AI3 Questions: Modeling Adversarial Intelligence to Exploit AI’s Security Vulnerabilities

By Alex Shipps

Published 30 January 2025

MIT Principal Research Scientist Una-May O’Reilly discusses how she develops agents that reveal AI models’ security weaknesses before hackers do.

If you’ve watched cartoons like Tom and Jerry, you’ll recognize a common theme: An elusive target avoids his formidable adversary. This game of “cat-and-mouse” — whether literal or otherwise — involves pursuing something that ever-so-narrowly escapes you at each try.

In a similar way, evading persistent hackers is a continuous challenge for cybersecurity teams. Keeping them chasing what’s just out of reach, MIT researchers are working on an AI approach called “artificial adversarial intelligence” that mimics attackers of a device or network to test network defenses before real attacks happen. Other AI-based defensive measures help engineers further fortify their systems to avoid ransomware, data theft, or other hacks.

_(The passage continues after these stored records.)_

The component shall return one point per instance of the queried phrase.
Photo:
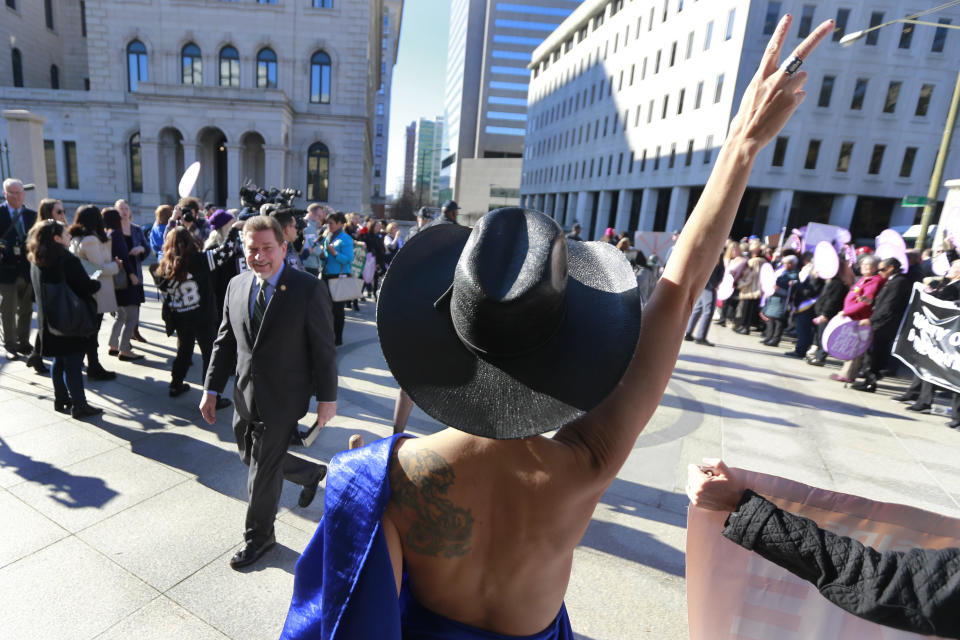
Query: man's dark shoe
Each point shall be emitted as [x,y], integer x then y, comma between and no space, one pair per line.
[178,389]
[36,362]
[251,552]
[99,373]
[86,411]
[310,490]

Here, Una-May O’Reilly, an MIT Computer Science and Artificial Intelligence Laboratory (CSAIL) principal investigator who leads the Anyscale Learning For All Group (ALFA), discusses how artificial adversarial intelligence protects us from cyber threats.

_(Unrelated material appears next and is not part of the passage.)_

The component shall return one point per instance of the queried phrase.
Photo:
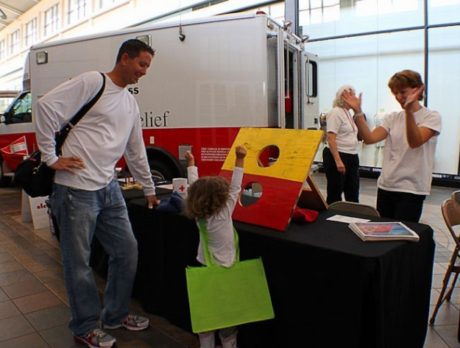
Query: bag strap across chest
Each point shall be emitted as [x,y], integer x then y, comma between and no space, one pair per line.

Q: In what ways can artificial adversarial intelligence play the role of a cyber attacker, and how does artificial adversarial intelligence portray a cyber defender?
A: Cyber attackers exist along a competence spectrum. At the lowest end, there are so-called script-kiddies, or threat actors who spray well-known exploits and malware in the hopes of finding some network or device that hasn’t practiced good cyber hygiene. In the middle are cyber mercenaries who are better-resourced and organized to prey upon enterprises with ransomware or extortion. And, at the high end, there are groups that are sometimes state-supported, which can launch the most difficult-to-detect “advanced persistent threats” (or APTs).

Think of the specialized, nefarious intelligence that these attackers marshal — that’s adversarial intelligence. The attackers make very technical tools that let them hack into code, they choose the right tool for their target, and their attacks have multiple steps. At each step, they learn something, integrate it into their situational awareness, and then make a decision on what to do next. For the sophisticated APTs, they may strategically pick their target, and devise a slow and low-visibility plan that is so subtle that its implementation escapes our defensive shields. They can even plan deceptive evidence pointing to another hacker! 

My research goal is to replicate this specific kind of offensive or attacking intelligence, intelligence that is adversarially-oriented (intelligence that human threat actors rely upon). I use AI and machine learning to design cyber agents and model the adversarial behavior of human attackers. I also model the learning and adaptation that characterizes cyber arms races.